Connect to Paddle Data from a Connection Pool in Jetty

Jerod Johnson
Jerod Johnson
Director, Technology Evangelism
The Paddle JDBC Driver supports connection pooling: This article shows how to connect faster to Paddle data from Web apps in Jetty.

The CData JDBC driver for Paddle is easy to integrate with Java Web applications. This article shows how to efficiently connect to Paddle data in Jetty by configuring the driver for connection pooling. You will configure a JNDI resource for Paddle in Jetty.

Configure the JDBC Driver for Salesforce as a JNDI Data Source

Follow the steps below to connect to Salesforce from Jetty.
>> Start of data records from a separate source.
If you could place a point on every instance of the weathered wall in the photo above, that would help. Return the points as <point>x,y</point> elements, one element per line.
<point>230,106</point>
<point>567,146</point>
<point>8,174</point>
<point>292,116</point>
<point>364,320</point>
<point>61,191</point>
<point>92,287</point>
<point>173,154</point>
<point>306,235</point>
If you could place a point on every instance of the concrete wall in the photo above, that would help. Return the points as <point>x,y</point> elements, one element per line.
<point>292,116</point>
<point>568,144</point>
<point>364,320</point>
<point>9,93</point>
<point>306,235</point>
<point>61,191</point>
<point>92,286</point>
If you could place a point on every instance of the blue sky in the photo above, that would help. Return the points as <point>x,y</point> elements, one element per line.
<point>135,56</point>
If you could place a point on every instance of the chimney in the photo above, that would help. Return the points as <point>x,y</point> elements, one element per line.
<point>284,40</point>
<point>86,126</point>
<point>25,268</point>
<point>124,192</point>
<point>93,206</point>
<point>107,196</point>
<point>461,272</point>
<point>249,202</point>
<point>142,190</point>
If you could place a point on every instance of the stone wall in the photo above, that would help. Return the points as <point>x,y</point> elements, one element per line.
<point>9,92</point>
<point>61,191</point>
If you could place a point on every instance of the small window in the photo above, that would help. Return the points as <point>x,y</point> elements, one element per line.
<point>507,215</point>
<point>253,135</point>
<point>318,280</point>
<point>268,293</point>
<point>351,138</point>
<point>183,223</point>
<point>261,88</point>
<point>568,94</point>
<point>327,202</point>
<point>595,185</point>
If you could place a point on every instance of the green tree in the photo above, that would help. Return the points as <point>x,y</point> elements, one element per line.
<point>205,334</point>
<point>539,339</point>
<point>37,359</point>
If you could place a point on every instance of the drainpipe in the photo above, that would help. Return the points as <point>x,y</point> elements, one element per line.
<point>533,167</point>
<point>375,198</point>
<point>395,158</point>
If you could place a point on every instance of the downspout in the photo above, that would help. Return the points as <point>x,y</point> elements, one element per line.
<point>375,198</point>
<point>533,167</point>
  1. Enable the JNDI module for your Jetty base. The following command enables JNDI from the command-line:

    java -jar ../start.jar --add-to-startd=jndi
    
  2. Add the CData and license file, located in the lib subfolder of the installation directory, into the lib subfolder of the context path.
  3. Declare the resource and its scope. Enter the required connection properties in the resource declaration. This example declares the Paddle data source at the level of the Web app, in WEB-INF\jetty-env.xml.

    
    <Configure id='paddledemo' class="org.eclipse.jetty.webapp.WebAppContext">
        <New id="paddledemo" class="org.eclipse.jetty.plus.jndi.Resource">
        <Arg><Ref refid="paddledemo"/></Arg>
        <Arg>jdbc/paddledb</Arg>
        <Arg>
          <New class="cdata.jdbc.api.APIDriver">
            <Set name="url">jdbc:api:</Set>
            <Set name="Profile">C:\profiles\Paddle.apip</Set>
            <Set name="AuthScheme">APIKey</Set>
            <Set name="ProfileSettings">"APIKey</Set>
          </New>
        </Arg>
      </New>
    </Configure>
    

    Using API Key Authentication

    Paddle uses API key authentication. To obtain an API key:

    1. Sign in to your Paddle account at https://vendors.paddle.com
    2. Navigate to Developer Tools > Authentication
    3. Click "Generate API Key"
    4. Assign the appropriate permissions for the data you wish to access
    5. Copy the generated key (sandbox keys begin with pdl_sdbx_apikey_; production keys begin with pdl_live_apikey_)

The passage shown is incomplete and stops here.